Whack!  In anger, in grief, in silence, in bruise, we are severed, ultimately exposed, whether through small offense or enormous rejection – we have been cut.  Past the bone.  The reverberations tumble and crumble out far and wide, seemingly ubiquitously, regardless of the specific instant’s severity.  This is “the cleaving” done as much to us as by us in our madness to survive, to be real, to be verified and validated.


In the “drawing near,” in the “clinging” of to cleft, on the other hand, we are born.  We become.  As another reflects or responds to our raw broken mortally wounded finitude and fragility, we get glued to the vitality of these limited lives we have in us.  As these fearsome exposures are clasped, bonded, covered by another – transfused and salved, bandaged and wrapped or dressed by another – we know we are possible, we feel we exist and we matter, we join toward world and its being, brief though it is.

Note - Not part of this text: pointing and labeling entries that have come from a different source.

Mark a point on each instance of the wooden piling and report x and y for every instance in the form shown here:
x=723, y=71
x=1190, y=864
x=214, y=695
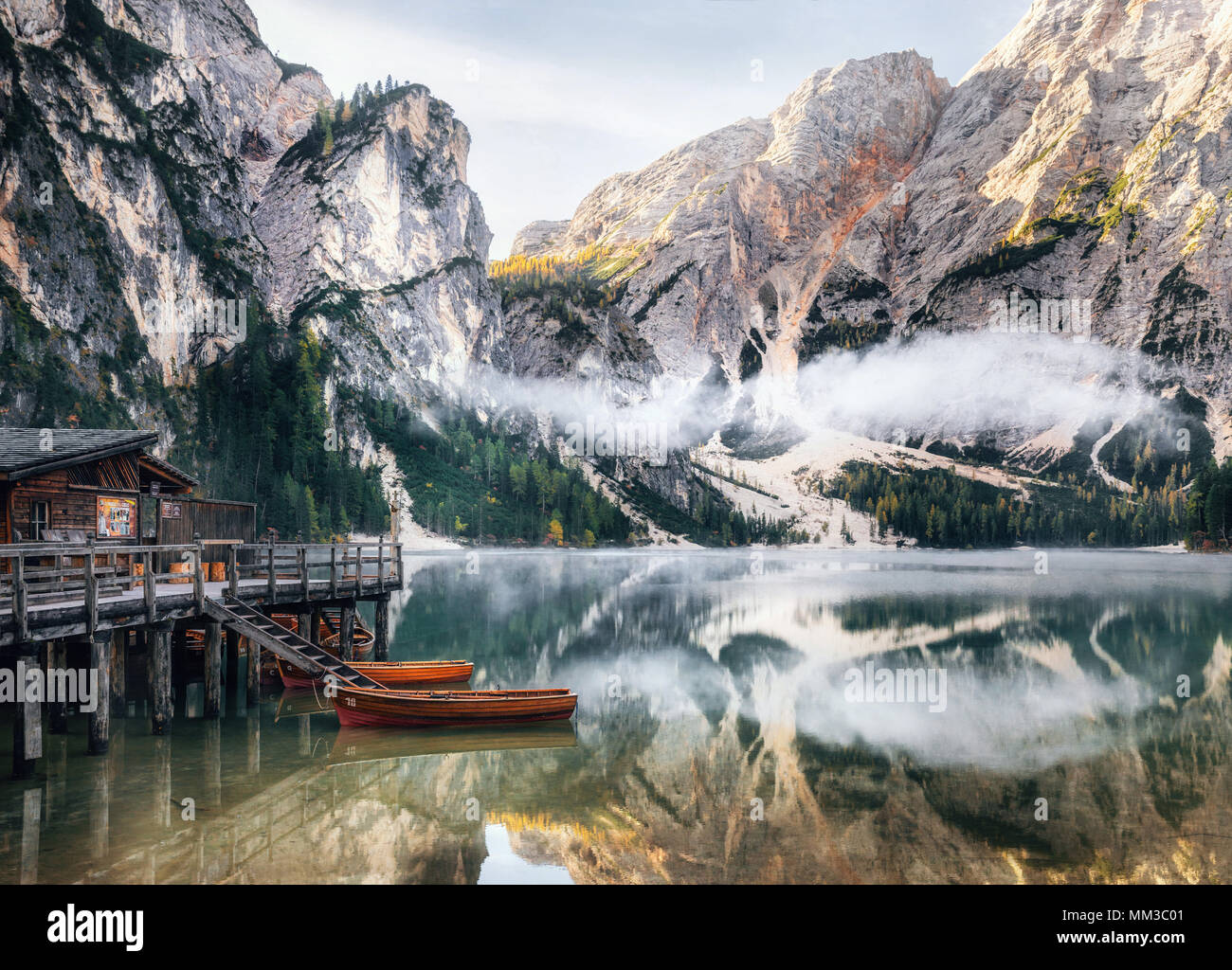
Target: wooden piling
x=232, y=653
x=346, y=632
x=180, y=655
x=57, y=710
x=303, y=623
x=160, y=678
x=100, y=718
x=119, y=674
x=254, y=674
x=213, y=667
x=382, y=627
x=27, y=722
x=31, y=817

These are our chances and capacities: to effect, to mean, to act, create or be.  It is in the drawing near that what life there may be is acknowledged, fostered, affirmed.  Con-firmed.  Cleft – grafted into the ongoing reality of things, parting through wholes, participating and enhancing of semiotic systems.  As if life does not really belong to us, but we must belong to it, by belonging with one another.

“Leaving,” “cleaving.”  The leaf cleft from its branch will not survive, but cleft or grafted to another stem or soil or root may for awhile yet, live on, grow, produce, change and become.

We continuously leave and cleave to varying extents, and these just may be the principal elements of our thriving.  Cleft we perish, shrivel, die away.  Cleft we heal, nourish and grow life.  Both options/realities occurring in the cuts, the core places, the sources.

Here we panic, here we rejoice.  Here we suffer, here we love.  Here we become, and here we cease to be.


This mysterious activity necessitates both significations, counter-intuitive though it seem.  The need to be cleft exposes the places needing cleft.  Awareness of the sources for supply determines the crucial treasure, dependency, and gifts of supply.